Cirrus SF50 cockpit. Photo: Cirrus Aircraft
The FAA has issued an emergency airworthiness directive (AD) that has prompted the grounding of Cirrus SF50 Vision Jets, requiring a replacement of the aircraft’s angle of attack (AOA) sensors before operators can begin flying them again.
Three different incidents involving the SF50 occurring between November 2018 and April 2019 led to the publishing of FAA’s AD on Thursday, April 18, 2019. All three incidents involved the stall warning and protection system (SWPS) or electronic stability and protection system (ESP) engaging when flight conditions were not approaching a stall.
FAA’s AD provided a description of how the SWPS is configured within the SF50, noting that it may engage even when a pilot is experiencing sufficient airspeed and proper angle of attack under normal flight conditions. When the SWPS engages inappropriately, it can result in activation of the stick shaker and/or the stick pusher as well as generate a stall warning crew alert message, the directive states.
Aerosonic, the company that manufactures the AOA sensors for the SF50, believes that the probable root cause of the three different incidents resulted from AOA sensor malfunction due to a “quality escape” during assembly. Specifically, the two set screws that secure the potentiometer shaft to the AOA vane shaft can feature “improper torqueing and no application of thread locker to secure the two set screws.”
According to an emailed statement provided by a representative for the FAA, the directive impacts a total of 99 U.S.-registered Cirrus SF50s. No accidents have occurred as a result of the three incidents, the representative said.
The Cirrus SF50 Vision Jet. Photo: Cirrus
“Cirrus has developed an FAA-approved corrective action and revised emergency procedures in the airplane flight manual,” the FAA said in a statement.
The grounding comes amid the recent grounding of the global Boeing 737 MAX fleet, which also resulted from two accidents resulting from erroneous information and operation of that aircraft’s AOA sensors and maneuvering characteristics augmentation system (MCAS). However, the FAA said that the grounding of the Cirrus SF50 fleet has no relation to the 737 MAX investigation.
“This problem involves different AOA sensors from those used on the Boeing 737 MAX. The Cirrus ESP system is unrelated to the 737 MAX Maneuvering Characteristics Augmentation System. The ESP assists the pilots, but does not take control and can be overridden with control inputs,” the representative said.

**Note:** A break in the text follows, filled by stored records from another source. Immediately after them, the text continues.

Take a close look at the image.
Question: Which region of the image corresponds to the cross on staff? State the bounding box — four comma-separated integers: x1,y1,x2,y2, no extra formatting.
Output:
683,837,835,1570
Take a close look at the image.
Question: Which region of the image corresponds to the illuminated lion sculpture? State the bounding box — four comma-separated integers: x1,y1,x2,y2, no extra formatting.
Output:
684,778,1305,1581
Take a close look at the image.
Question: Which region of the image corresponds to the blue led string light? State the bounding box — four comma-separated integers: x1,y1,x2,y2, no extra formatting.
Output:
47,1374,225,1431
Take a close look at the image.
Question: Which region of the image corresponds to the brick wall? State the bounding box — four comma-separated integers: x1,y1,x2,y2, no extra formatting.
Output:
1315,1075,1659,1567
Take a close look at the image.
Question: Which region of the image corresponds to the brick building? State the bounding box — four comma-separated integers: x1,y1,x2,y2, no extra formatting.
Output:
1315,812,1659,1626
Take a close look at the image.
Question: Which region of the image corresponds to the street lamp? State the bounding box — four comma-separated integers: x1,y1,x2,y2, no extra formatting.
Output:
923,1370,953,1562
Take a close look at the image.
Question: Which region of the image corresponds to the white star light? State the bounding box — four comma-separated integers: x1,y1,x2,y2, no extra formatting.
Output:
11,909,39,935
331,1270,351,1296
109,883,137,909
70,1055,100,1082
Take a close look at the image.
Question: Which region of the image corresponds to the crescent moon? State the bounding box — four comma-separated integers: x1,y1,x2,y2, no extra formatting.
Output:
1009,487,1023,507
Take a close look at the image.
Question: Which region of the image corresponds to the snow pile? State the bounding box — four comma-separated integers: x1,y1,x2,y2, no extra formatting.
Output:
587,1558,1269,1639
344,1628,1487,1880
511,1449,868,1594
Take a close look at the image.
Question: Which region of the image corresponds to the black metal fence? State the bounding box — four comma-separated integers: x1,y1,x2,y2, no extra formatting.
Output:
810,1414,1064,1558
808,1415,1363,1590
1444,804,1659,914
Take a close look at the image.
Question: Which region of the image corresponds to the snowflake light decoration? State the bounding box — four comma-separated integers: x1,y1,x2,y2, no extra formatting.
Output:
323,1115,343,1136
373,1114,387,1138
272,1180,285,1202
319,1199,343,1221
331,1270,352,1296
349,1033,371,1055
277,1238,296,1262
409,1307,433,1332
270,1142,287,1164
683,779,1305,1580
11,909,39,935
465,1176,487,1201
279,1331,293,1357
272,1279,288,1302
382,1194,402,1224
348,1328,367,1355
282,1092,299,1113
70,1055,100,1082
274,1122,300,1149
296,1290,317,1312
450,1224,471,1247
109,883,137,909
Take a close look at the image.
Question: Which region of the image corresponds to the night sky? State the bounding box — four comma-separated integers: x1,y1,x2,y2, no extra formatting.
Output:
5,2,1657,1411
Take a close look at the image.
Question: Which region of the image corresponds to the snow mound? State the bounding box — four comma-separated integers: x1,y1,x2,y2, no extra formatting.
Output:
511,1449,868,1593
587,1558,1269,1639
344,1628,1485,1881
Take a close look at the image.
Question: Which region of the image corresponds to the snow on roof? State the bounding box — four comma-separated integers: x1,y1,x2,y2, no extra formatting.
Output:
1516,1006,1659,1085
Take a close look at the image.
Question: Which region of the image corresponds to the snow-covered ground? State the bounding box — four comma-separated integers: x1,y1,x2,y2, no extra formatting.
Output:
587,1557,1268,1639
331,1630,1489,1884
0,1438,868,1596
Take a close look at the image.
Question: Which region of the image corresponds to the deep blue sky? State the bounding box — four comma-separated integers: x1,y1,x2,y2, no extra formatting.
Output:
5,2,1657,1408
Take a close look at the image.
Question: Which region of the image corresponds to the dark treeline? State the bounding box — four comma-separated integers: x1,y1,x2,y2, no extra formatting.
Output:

FAA’s AD also provides brief descriptions of each incident. In the first incident, the aircraft was under manual pilot control before the stall warning system suddenly activated several downward pitch commands. Prior to the downward pitch commands occurring, the pilot’s displays generated angle of attack failure and stick pusher failure messages. The automatic nose down pitch commands stopped after the pilot pressed the autopilot disconnect button, and then proceeded to land the aircraft manually.
During the second reported incident, the operator simply experienced a stall warning and stick pusher failure. On the third incident, the airspeed indicator appeared to fail, and the pilot experienced a stall warning and heard the stick shaker while descending. Similar to the first incident, the pilot disengaged the autopilot and landed the aircraft manually.
Under the AD, Vision Jet operators are required to replace their AOA sensors with new sensors made available by Cirrus through its April 16, 2019 service bulletin, SB5X-34-03. The FAA is granting special flight permits to operators only to fly the aircraft to a facility where the required modification can occur.